Some of the most renowned evidence for evolution are the various nonfunctional or rudimentary vestigial characters, both anatomical and molecular, that are found throughout biology. A vestige is defined, independently of evolutionary theory, as a reduced and rudimentary structure compared to the same complex structure in other organisms. Vestigial characters, if functional, perform relatively simple, minor, or inessential functions using structures that were clearly designed for other complex purposes. Though many vestigial organs have no function, complete non-functionality is not a requirement for vestigiality.



For example, wings are very complex anatomical structures specifically adapted for powered flight, yet ostriches have flightless wings. The vestigial wings of ostriches may be used for relatively simple functions, such as balance during running and courtship displays鈥攁 situation akin to hammering tacks with a computer keyboard. The specific complexity of the ostrich wing indicates a function which it does not perform, and it performs functions incommensurate with its complexity. Ostrich wings are not vestigial because they are useless structures per se, nor are they vestigial simply because they have different functions compared to wings in other birds. Rather, what defines ostrich wings as vestigial is that they are rudimentary wings which are useless as wings.

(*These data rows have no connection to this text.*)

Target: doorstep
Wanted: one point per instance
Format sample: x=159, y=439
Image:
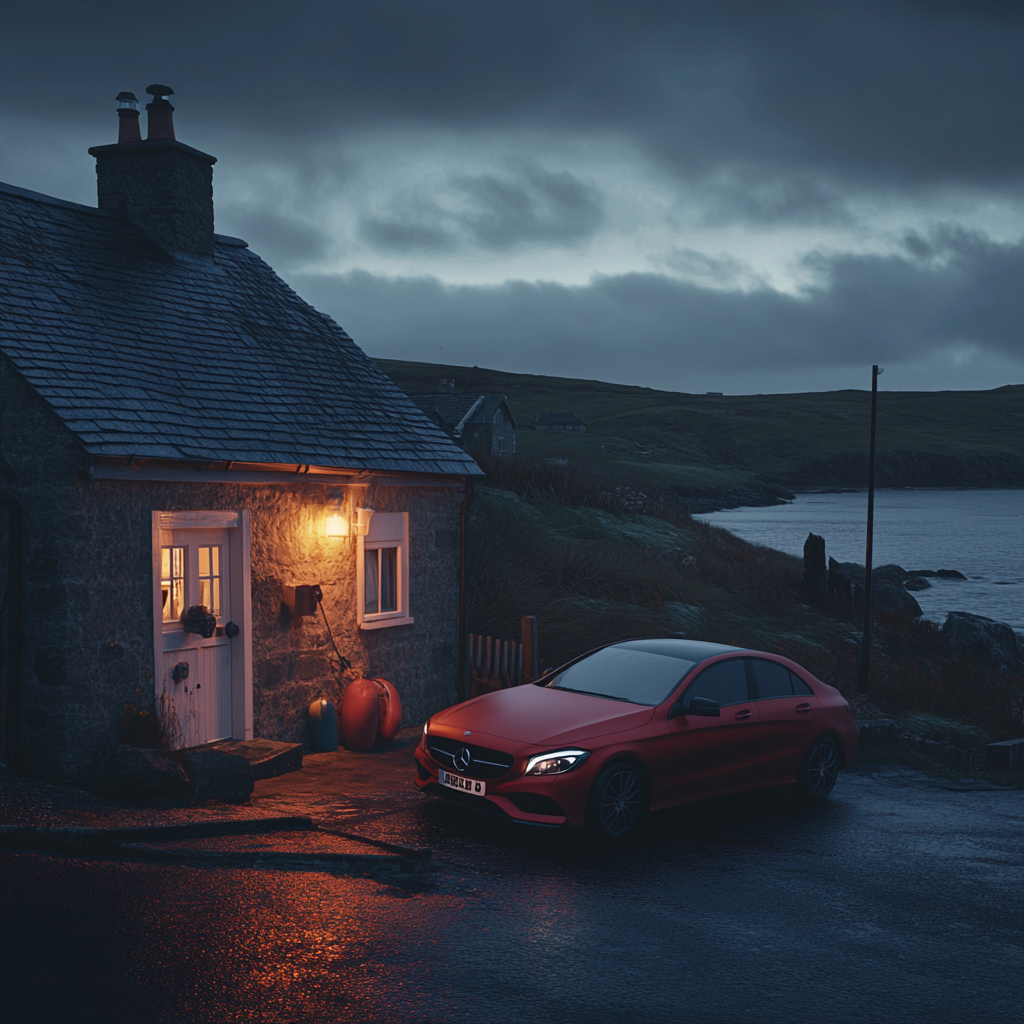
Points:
x=268, y=758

There are many examples of rudimentary and nonfunctional vestigial characters carried by organisms, and these can very often be explained in terms of evolutionary histories. For example, from independent phylogenetic evidence, snakes are known to be the descendants of four-legged reptiles. Most pythons (which are legless snakes) carry vestigial pelvises hidden beneath their skin (Cohn 2001; Cohn and Tickle 1999). The vestigial pelvis in pythons is not attached to vertebrae (as is the normal case in most vertebrates), and it simply floats in the abdominal cavity. Some lizards carry rudimentary, vestigial legs underneath their skin, undetectable from the outside (Raynaud and Kan 1992).